Em Uma Longa Viagem com Vasco Pulido Valente, publicado este ano, resultado das conversas que João Céu e Silva manteve com Pulido Valente entre outubro de 2018 e janeiro 2020, as afirmações do falecido cronista são ainda mais claras. A propósito do 25 de novembro, e do apoio de Mário Soares e do PS a alguns grupos militares – onde pontificava Eanes – que se mostravam contra o PCP e o rumo da revolução, o jornalista pergunta ao entrevistado se aquela atuação tinha sido a única forma de Soares se salvar entre a confusão do Verão Quente. A resposta desassombrada de Vasco Pulido Valente: “Com certeza. O PCP teria acabado por o matar se não tem havido o 25 de Novembro”. Na dúvida sobre se a morte era metafórica, o autor questiona: “De o matar politicamente?”. Resposta: “Não, de o matar fisicamente.” Para logo assegurar: “Tenho a certeza”. Por ser instrutivo – além de um prazer – sugiro a leitura.
O 25 de Novembro, a derrota nas eleições para a Constituinte e a aprovação de uma Constituição democrática, a subsequente consolidação de uma democracia liberal, eliminaram a ameaça que o PCP constituía. A queda do Muro de Berlim e o colapso da URSS tornou-o – se é que já não era – um anacronismo. Manteve-se como singularidade, controlando sindicatos e o barulho na rua. Reduzido a dígitos menores nas eleições, evitou ainda assim o destino dos seus congéneres europeus que se extinguiram, mudaram de nome, foram absorvidos por outras forças ou simplesmente não têm apoio suficiente para garantir representação parlamentar.

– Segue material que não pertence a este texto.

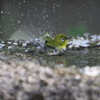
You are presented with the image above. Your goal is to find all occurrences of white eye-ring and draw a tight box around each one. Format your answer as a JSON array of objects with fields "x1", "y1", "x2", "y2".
[{"x1": 61, "y1": 38, "x2": 65, "y2": 41}]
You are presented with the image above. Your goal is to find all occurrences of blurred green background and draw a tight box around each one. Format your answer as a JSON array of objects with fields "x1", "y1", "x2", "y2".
[{"x1": 0, "y1": 0, "x2": 100, "y2": 39}]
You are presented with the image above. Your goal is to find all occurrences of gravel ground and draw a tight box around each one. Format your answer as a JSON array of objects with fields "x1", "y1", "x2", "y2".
[{"x1": 0, "y1": 54, "x2": 100, "y2": 100}]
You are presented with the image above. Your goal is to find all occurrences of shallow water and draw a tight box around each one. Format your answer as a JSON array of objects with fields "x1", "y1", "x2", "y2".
[
  {"x1": 0, "y1": 44, "x2": 100, "y2": 67},
  {"x1": 37, "y1": 48, "x2": 100, "y2": 67}
]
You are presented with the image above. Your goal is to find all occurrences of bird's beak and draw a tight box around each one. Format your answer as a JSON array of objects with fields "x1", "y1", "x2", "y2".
[{"x1": 66, "y1": 37, "x2": 72, "y2": 39}]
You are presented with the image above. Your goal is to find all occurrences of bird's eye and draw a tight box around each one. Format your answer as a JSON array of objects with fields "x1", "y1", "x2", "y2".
[{"x1": 61, "y1": 38, "x2": 65, "y2": 41}]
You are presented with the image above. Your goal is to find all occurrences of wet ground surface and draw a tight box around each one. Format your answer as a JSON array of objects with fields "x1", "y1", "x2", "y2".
[
  {"x1": 0, "y1": 47, "x2": 100, "y2": 67},
  {"x1": 0, "y1": 46, "x2": 100, "y2": 100}
]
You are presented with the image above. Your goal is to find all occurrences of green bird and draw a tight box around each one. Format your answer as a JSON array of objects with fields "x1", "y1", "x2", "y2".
[{"x1": 44, "y1": 33, "x2": 71, "y2": 55}]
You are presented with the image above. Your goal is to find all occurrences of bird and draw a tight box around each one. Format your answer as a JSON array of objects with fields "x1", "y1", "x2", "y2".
[{"x1": 44, "y1": 33, "x2": 71, "y2": 55}]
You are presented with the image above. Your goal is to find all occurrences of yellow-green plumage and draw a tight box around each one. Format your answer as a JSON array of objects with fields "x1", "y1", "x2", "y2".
[{"x1": 45, "y1": 34, "x2": 68, "y2": 50}]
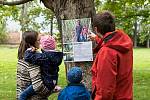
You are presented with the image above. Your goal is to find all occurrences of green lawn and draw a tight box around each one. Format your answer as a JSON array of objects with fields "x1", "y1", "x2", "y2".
[{"x1": 0, "y1": 46, "x2": 150, "y2": 100}]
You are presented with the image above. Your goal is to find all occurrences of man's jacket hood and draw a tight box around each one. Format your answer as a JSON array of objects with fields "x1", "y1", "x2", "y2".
[{"x1": 102, "y1": 30, "x2": 133, "y2": 53}]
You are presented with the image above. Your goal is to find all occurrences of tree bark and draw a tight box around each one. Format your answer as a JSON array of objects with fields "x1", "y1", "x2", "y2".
[
  {"x1": 147, "y1": 39, "x2": 150, "y2": 48},
  {"x1": 133, "y1": 21, "x2": 137, "y2": 48},
  {"x1": 0, "y1": 0, "x2": 96, "y2": 89},
  {"x1": 0, "y1": 0, "x2": 33, "y2": 6}
]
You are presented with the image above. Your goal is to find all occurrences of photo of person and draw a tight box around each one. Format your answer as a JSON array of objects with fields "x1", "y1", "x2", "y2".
[
  {"x1": 62, "y1": 18, "x2": 92, "y2": 43},
  {"x1": 78, "y1": 25, "x2": 89, "y2": 42},
  {"x1": 75, "y1": 20, "x2": 82, "y2": 42},
  {"x1": 62, "y1": 18, "x2": 93, "y2": 62},
  {"x1": 63, "y1": 53, "x2": 73, "y2": 61},
  {"x1": 63, "y1": 43, "x2": 73, "y2": 52}
]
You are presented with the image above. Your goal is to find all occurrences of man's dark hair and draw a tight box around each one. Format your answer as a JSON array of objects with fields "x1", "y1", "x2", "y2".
[
  {"x1": 18, "y1": 31, "x2": 38, "y2": 59},
  {"x1": 93, "y1": 11, "x2": 115, "y2": 35}
]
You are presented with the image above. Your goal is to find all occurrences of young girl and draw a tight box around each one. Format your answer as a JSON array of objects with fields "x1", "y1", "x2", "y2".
[
  {"x1": 20, "y1": 35, "x2": 63, "y2": 100},
  {"x1": 57, "y1": 67, "x2": 91, "y2": 100},
  {"x1": 16, "y1": 31, "x2": 50, "y2": 100}
]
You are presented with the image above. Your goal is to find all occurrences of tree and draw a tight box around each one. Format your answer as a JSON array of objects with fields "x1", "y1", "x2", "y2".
[
  {"x1": 96, "y1": 0, "x2": 150, "y2": 47},
  {"x1": 0, "y1": 5, "x2": 19, "y2": 42},
  {"x1": 0, "y1": 0, "x2": 95, "y2": 90}
]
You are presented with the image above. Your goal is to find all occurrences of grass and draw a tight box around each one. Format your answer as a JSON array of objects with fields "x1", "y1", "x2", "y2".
[{"x1": 0, "y1": 46, "x2": 150, "y2": 100}]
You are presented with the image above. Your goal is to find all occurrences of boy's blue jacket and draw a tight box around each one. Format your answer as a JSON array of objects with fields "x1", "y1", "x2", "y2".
[
  {"x1": 58, "y1": 83, "x2": 90, "y2": 100},
  {"x1": 24, "y1": 50, "x2": 63, "y2": 90}
]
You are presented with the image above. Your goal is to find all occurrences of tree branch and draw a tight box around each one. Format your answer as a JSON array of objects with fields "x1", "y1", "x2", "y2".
[
  {"x1": 41, "y1": 0, "x2": 54, "y2": 12},
  {"x1": 0, "y1": 0, "x2": 33, "y2": 6}
]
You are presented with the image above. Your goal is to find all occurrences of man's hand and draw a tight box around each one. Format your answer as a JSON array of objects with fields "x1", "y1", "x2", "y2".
[{"x1": 88, "y1": 32, "x2": 96, "y2": 41}]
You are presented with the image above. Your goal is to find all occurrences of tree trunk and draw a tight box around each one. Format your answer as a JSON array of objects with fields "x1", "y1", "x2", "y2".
[
  {"x1": 42, "y1": 0, "x2": 96, "y2": 90},
  {"x1": 147, "y1": 39, "x2": 150, "y2": 48},
  {"x1": 0, "y1": 0, "x2": 96, "y2": 89},
  {"x1": 146, "y1": 31, "x2": 150, "y2": 48},
  {"x1": 50, "y1": 16, "x2": 54, "y2": 35},
  {"x1": 133, "y1": 21, "x2": 137, "y2": 48}
]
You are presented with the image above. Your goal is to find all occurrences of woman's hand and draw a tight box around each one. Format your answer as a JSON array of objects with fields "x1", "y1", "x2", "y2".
[
  {"x1": 88, "y1": 32, "x2": 96, "y2": 41},
  {"x1": 31, "y1": 46, "x2": 36, "y2": 52}
]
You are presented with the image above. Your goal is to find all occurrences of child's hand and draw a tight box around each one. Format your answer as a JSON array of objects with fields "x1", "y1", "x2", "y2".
[
  {"x1": 88, "y1": 32, "x2": 96, "y2": 41},
  {"x1": 31, "y1": 46, "x2": 36, "y2": 52}
]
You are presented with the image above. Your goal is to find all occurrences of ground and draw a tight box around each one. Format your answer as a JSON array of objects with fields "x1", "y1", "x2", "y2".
[{"x1": 0, "y1": 45, "x2": 150, "y2": 100}]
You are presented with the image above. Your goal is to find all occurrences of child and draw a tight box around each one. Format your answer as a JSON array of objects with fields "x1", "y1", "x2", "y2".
[
  {"x1": 19, "y1": 35, "x2": 63, "y2": 100},
  {"x1": 58, "y1": 67, "x2": 90, "y2": 100}
]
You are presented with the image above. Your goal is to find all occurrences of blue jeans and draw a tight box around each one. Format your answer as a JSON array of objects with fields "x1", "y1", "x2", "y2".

Um ar de ominosa irrealidade museológica percorreu o país quando no mês passado, por ocasião dos 100 anos da fundação do PCP, a foice e o martelo foram hasteadas em várias cidades. E, claro está, houve marchas de celebração entusiasmadas por “jovens” que com a sua ignorância e analfabetismo asseguram a vitalidade de um partido que já morreu. Lamentavelmente, as festividades não mereceram grande consternação pública.
Mas a pouco mais de uma semana do 25 de Abril, talvez valha a pena lembrar que a liberdade e a democracia – com todas as suas imperfeições – foram conquistadas também contra o PCP.
* Os jesuítas em Portugal assumem a gestão editorial do Ponto SJ, mas os textos de opinião vinculam apenas os seus autores.